The peripherally located ZAP-70 had a faster diffusion rate than the chimeric ζ molecule. This was confirmed when the diffusion constants were determined, indicating that ZAP-70 moved ~20-fold faster than ζ (Fig. ). This indicated that the binding between ζ and ZAP-70 is more complex than an irreversible and stationary interaction. The simulation data also confirmed that the movement of ZAP-70 at or near the membrane is not explained by a single diffusion constant. Instead, it seems that the SH2–phosphotyrosine interaction is dynamic, with specific on- and off-rates. Indeed, this dynamic relationship could explain how an immune response is regulated at the cellular level. Once initiated, T cell activation must eventually be turned off as antigen is cleared from the system. ITAM phosphorylation is a key initiating event of intracellular T cell activation, but dephosphorylation of these domains is critical for the disassembly of the activating lattice under the membrane. In fact, a proposed role of ZAP-70 is that it protects the phosphates of the TCR ITAMs by binding via its SH2 domains, thus maintaining the receptor in an “on” state (Iwashima et al., 1994
). Only if ZAP-70 has a dynamic relationship with TCRζ will the phospho-ITAMs be exposed to phosphatases, which will then have an opportunity to dephosphorylate the tyrosine residues. As a result, the now dephosphorylated ITAMs will no longer be suitable targets for ZAP-70, which may eventually recycle to the cytosol or be degraded over time. As fewer active ZAP-70 molecules remain at the cell surface, all subsequent signaling events in the cell will also sequentially be turned off, until the cell returns to its quiescent state.

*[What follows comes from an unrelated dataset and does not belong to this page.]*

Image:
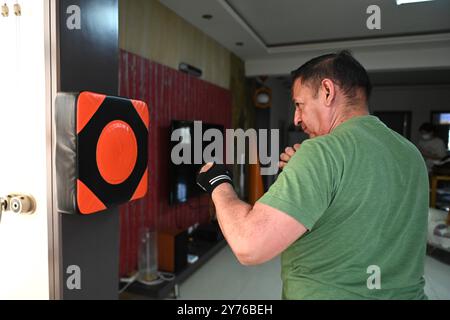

The ability to study intracellular signal transduction in real time now provides one with the tools to begin to answer many unaddressed questions. With the availability of several GFP variants that excite and emit at different wavelengths (Heim et al., 1994
; Heim and Tsien, 1996
; Ormo et al., 1996
), the movements of several proteins have been successfully monitored simultaneously by time-lapse imaging (Rizzuto et al., 1995
; Ellenberg et al., 1998
). Moreover, the relationship of protein location and second messenger stimulation has also been studied (Miyawaki et al., 1997
; Oancea et al., 1998
; Stauffer et al., 1998
). Fluorescence resonance energy transfer to assess protein– protein interactions will provide detailed information regarding how intracellular networks are established and maintained (Miyawaki et al., 1997
; Romoser et al., 1997
; Tsien and Miyawaki, 1998
). As these techniques are refined and applied, more studies on how intracellular complexes form in many signaling systems should be performed.